Deskripsi kejadian itu serupa dengan yang diberikan kepada polisi di Mizoram pada 1 Maret oleh kopral tombak polisi Myanmar lainnya dan tiga polisi yang menyeberang ke India, menurut dokumen rahasia internal polisi. Dokumen tersebut ditulis oleh petugas polisi Mizoram dan memberikan rincian biografi keempat individu tersebut serta penjelasan mengapa mereka melarikan diri.

"Karena gerakan pembangkangan sipil mendapatkan momentum dan protes yang diadakan oleh pengunjuk rasa anti-kudeta di berbagai tempat, kami diperintahkan untuk menembak para pengunjuk rasa," kata mereka dalam pernyataan bersama kepada polisi Mizoram.
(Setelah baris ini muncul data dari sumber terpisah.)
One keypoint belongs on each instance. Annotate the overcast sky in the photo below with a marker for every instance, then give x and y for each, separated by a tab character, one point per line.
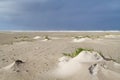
59	14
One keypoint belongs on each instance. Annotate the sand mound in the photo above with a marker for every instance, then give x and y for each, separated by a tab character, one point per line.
112	36
36	37
86	66
81	39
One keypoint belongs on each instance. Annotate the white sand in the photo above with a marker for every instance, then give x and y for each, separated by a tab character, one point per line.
82	39
42	57
81	64
112	36
37	37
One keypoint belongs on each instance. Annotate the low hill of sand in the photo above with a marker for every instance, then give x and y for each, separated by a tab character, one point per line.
29	56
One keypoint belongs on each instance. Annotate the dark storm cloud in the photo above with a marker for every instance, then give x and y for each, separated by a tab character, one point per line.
60	14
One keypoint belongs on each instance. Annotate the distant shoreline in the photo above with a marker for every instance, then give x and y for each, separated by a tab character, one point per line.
59	31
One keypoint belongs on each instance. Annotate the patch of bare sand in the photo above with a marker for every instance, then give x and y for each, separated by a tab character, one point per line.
41	57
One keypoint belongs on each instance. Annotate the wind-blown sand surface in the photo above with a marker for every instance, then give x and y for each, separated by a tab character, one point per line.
30	56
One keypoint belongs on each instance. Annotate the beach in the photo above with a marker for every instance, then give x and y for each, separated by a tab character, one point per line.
35	55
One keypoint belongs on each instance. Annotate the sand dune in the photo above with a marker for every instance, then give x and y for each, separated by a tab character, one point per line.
44	60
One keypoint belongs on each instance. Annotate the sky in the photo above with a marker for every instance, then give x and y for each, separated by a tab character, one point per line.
59	14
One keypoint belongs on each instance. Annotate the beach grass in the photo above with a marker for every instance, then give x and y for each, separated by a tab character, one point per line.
76	52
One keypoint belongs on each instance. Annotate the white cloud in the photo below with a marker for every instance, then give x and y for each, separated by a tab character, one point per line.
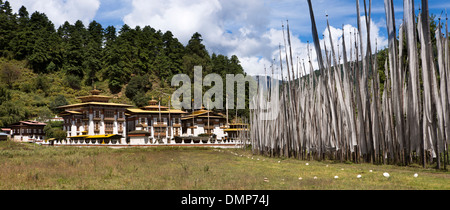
59	11
249	29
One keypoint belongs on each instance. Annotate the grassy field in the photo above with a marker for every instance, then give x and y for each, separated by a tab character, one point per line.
29	167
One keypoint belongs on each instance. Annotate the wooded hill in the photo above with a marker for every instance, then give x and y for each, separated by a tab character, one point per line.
43	67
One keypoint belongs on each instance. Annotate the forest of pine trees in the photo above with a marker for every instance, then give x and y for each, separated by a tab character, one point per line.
42	56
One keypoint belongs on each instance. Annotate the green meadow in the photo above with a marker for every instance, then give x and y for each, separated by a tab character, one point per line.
33	167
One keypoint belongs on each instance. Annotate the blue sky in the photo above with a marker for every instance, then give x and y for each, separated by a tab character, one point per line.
250	29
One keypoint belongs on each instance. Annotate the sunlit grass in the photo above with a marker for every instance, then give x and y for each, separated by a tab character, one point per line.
28	167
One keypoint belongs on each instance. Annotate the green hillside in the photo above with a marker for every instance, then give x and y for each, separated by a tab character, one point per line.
43	67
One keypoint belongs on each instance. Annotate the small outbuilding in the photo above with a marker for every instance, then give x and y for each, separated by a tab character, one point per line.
139	136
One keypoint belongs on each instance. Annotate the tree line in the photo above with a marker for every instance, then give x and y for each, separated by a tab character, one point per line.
124	58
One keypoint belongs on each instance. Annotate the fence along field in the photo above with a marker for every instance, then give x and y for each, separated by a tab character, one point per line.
341	113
"Dalam skenario seperti itu, kami tidak punya nyali untuk menembak warga kami sendiri yang merupakan demonstran damai," kata mereka.

Padahal sebelumnya, junta sempat mengatakan bahwa mereka bertindak dengan sangat hati-hati dalam menangani demonstrasi yang mereka tuduh menyerang polisi dan merusak keamanan serta stabilitas nasional. Kasus Tha Peng adalah salah satu kasus pertama yang dilaporkan media tentang polisi yang melarikan diri dari Myanmar setelah tidak mematuhi perintah dari pasukan keamanan junta militer.

Protes harian terhadap kudeta sedang dilakukan di seluruh negeri dan pasukan keamanan telah bertindak. Lebih dari 60 pengunjuk rasa tewas dan lebih dari 1.800 ditahan, berdasarkan laporan Asosiasi Bantuan untuk Tahanan Politik. Sekitar 100 orang dari Myanmar, kebanyakan polisi dan keluarga mereka, telah melintasi perbatasan keropos ke India sejak protes dimulai, menurut seorang pejabat senior India.

Beberapa telah berlindung di distrik Champhai Mizoram yang berbatasan dengan Myanmar, di mana tiga warga negara Myanmar yang mengatakan mereka pernah bertugas dengan polisi. Selain kartu identitasnya, Tha Peng menunjukkan foto tak bertanggal dirinya yang mengenakan seragam polisi Myanmar.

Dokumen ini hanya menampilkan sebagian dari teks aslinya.